Using the Data
Below is a primer for using and selecting the appropriate data and tools for your purposes.
Introduction to the Data
What kinds of datasets are available? Information about available datasets can be found in the Glossary and the MRIP Read Me document, which describes each of the public use survey datasets and the template programs that are available. Variable descriptions and formats can be found in the following files: Survey Data Variables and Estimate Data Variables.
Why are there non-integer catch counts? There are two ways that we end up with non-integer catch counts: 1) grouped catch and 2) incomplete shore mode trips.
In our standard estimation, type A grouped catches require a different sample weight than type B1 or B2 catches, which are always for individual angler trips. However, we did not want folks to have to worry about two different sample weights when using the public-use datasets. Having two sample weights complicates calculating combined (A + B1) landings. To avoid this situation and use only one sample weight, we multiply the claim counts (A) by an adjustment for the records with grouped catch.

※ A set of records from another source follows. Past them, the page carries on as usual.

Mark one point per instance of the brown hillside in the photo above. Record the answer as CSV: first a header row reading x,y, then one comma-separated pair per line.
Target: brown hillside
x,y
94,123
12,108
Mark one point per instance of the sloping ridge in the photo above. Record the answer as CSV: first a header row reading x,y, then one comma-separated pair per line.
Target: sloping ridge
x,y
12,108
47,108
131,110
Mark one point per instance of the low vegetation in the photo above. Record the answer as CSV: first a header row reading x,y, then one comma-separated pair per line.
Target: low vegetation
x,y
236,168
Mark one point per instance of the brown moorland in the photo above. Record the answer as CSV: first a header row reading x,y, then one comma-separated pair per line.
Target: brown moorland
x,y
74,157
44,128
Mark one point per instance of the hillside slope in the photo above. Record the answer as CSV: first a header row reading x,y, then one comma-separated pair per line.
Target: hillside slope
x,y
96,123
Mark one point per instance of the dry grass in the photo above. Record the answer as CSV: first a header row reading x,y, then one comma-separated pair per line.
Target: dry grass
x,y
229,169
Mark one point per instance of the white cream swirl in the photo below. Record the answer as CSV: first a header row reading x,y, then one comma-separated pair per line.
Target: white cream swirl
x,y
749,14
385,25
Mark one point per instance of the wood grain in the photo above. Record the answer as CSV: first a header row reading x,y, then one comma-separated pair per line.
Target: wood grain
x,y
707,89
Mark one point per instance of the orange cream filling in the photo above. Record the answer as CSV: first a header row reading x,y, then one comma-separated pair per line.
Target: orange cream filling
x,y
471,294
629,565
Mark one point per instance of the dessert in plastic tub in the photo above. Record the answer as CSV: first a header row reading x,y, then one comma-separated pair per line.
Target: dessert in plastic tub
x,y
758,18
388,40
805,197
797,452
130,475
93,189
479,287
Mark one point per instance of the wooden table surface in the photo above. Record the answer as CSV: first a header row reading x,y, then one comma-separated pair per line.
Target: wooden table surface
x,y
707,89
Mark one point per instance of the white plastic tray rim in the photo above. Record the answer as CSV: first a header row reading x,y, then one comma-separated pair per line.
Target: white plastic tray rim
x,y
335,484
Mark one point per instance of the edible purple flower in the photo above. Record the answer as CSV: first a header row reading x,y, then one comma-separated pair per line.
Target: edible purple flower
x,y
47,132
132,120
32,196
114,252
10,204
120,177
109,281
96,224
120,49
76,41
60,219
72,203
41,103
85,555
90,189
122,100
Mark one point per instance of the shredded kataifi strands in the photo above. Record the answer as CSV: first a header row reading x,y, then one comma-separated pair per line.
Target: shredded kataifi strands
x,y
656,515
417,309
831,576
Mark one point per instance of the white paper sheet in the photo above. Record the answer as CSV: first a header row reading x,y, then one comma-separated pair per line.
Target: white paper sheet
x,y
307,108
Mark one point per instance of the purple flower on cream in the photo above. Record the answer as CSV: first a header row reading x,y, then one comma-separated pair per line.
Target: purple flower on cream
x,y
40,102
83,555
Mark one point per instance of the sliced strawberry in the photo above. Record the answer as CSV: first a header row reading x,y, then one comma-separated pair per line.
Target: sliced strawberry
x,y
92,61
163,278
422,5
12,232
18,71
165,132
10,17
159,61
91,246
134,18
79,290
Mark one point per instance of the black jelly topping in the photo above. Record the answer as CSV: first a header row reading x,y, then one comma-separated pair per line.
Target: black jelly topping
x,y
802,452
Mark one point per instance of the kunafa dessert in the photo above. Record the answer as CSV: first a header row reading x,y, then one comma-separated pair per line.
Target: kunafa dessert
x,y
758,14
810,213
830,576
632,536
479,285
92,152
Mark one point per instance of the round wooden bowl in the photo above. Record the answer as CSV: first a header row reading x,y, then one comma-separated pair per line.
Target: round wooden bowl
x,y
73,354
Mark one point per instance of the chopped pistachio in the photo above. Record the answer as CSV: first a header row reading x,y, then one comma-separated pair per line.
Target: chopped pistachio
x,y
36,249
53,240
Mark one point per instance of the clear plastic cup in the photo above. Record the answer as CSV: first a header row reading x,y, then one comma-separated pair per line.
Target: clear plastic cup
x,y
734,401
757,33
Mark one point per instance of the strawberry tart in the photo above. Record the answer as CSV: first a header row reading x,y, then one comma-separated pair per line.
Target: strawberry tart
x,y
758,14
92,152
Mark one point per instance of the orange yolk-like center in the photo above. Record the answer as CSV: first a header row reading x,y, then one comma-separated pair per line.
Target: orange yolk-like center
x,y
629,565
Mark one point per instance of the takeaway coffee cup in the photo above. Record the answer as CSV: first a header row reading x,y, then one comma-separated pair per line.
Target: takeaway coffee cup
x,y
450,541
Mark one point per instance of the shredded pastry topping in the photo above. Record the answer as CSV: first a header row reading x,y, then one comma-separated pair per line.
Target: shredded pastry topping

For shore mode assignments, we allow samplers to intercept incomplete trips under specific conditions. In these cases, anglers are asked to estimate the amount of additional time that they will continue fishing. This additional fishing time is used to expand the catch counts recorded during our interviews with fishermen.
What is the difference between PRT_CODE and LEADER? The PRT_CODE and LEADER codes often have the same values, but they provide different information. The PRT_CODE is the ID_CODE of the party leader. A fishing party includes everyone that fished during the same boat trip. Within a party, there may be multiple groups with separate grouped catches. These groups each have distinct LEADER codes. Headboat trips generally have multiple groups with grouped catch (and therefore multiple leader codes) within the same fishing party (PRT_CODE). In the majority of private/rental (PR) and charter (CH) trips, there is only one group in the party, so the PRT_CODE will equal LEADER.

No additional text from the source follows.